Forex news for US trade on Sept 23, 2021:

Markets:

  • Gold down $21 to $1747
  • S&P 500 up 53 points to 4448
  • WTI crude oil up $1.00 to $73.22
  • US 10-year yields up 9.2 bps to 1.42%
  • NZD leads, JPY lags

With the Fed out of the way and more indications that China is prepared for Evergrande (and could even stimulate real estate) the market embraced the warm-and-fuzzies with a classic risk-on move, the kind we haven't seen in awhile.

That meant higher stocks, higher commodities, a jump in risky FX and, notably, higher yields. The rates market used to work with stocks in that way but more recently, there have been times when higher yields cause fright in equities. It's particularly stark today given such a large move to a two-month high in yields.

Ultimately though, 1.42% 10-year rates are still extremely low by historical standards and we could be seeing a shift back to the reflationary trade.
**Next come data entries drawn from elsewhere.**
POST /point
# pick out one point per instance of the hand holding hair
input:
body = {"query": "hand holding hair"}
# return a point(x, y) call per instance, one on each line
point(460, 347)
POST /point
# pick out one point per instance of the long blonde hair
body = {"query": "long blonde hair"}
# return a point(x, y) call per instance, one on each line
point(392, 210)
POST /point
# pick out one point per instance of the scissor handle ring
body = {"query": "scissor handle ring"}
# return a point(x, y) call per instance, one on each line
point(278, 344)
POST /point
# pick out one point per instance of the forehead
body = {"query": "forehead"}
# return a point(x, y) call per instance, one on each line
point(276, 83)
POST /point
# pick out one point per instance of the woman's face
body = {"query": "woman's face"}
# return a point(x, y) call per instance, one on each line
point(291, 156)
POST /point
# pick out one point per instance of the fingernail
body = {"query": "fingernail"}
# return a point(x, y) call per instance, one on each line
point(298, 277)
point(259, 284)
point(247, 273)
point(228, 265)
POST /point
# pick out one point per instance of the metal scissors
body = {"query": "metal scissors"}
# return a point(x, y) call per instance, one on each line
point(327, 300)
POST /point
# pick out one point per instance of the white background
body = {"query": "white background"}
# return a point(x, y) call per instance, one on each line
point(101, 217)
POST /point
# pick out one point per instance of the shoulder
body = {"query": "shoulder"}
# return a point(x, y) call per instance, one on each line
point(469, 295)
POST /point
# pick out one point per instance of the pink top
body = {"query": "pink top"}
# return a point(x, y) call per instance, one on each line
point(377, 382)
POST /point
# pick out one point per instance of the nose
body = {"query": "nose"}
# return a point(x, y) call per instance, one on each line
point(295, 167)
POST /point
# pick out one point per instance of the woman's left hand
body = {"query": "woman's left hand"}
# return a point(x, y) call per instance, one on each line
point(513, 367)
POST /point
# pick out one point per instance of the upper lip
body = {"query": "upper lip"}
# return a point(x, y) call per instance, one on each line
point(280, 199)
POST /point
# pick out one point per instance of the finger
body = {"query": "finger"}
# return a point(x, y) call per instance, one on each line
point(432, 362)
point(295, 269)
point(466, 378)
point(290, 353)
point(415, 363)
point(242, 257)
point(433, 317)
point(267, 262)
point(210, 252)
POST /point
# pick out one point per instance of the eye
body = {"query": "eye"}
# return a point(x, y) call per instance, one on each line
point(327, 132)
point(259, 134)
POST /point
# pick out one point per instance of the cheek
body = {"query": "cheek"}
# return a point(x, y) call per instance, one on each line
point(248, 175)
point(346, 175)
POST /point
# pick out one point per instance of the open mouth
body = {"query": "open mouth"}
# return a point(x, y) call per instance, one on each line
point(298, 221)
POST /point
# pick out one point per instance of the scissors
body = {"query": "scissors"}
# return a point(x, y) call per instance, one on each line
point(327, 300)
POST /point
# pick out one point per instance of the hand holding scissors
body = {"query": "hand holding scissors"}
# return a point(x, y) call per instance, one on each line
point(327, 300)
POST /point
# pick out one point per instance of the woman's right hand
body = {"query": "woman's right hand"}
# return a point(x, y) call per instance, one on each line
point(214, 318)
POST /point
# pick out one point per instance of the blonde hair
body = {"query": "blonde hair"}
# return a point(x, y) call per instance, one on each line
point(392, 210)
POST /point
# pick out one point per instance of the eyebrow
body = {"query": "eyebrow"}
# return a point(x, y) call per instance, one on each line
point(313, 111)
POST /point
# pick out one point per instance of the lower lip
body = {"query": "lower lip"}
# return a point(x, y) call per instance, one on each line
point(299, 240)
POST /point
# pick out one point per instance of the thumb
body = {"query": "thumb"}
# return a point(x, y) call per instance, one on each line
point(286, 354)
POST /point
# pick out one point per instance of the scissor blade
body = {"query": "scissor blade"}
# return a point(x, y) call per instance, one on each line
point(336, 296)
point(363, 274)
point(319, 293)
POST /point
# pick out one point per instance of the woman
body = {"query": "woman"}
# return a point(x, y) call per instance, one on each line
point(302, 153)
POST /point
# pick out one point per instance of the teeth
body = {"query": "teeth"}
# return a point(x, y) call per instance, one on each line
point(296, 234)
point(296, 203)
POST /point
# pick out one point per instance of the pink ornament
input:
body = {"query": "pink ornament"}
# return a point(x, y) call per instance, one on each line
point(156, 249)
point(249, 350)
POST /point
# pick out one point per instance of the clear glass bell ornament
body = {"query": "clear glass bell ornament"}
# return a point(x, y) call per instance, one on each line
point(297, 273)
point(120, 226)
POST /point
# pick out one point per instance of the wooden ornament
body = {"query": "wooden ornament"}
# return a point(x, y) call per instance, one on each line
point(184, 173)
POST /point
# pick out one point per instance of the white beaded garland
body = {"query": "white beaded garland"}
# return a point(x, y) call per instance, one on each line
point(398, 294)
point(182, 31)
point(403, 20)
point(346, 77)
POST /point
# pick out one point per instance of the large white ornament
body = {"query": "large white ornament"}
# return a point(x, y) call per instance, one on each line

In terms of correlations, it was what you would expect with the dollar doing better against the low-yielding yen, euro and franc. USD/JPY held a steady bid to finish a half-cent higher at 110.30. That pair has been dead for months but it will be one to keep an eye on if this move in yields continues.

It wasn't just US rates that moved up so the rest of the world kept pace with the dollar and the better mood provided strong backing for the commodity currencies. AUD and NZD were strong in New York while the loonie moved earlier.

Cable liked what it heard from the BOE but the rally in GBP was mostly about the risk trade, as it kept pace with the commodity currencies. GBP/USD is still only half-way back to the Sept 15 open so it's way too soon to draw any conclusions but the rally looks to have formed a triple bottom at the Aug and July lows.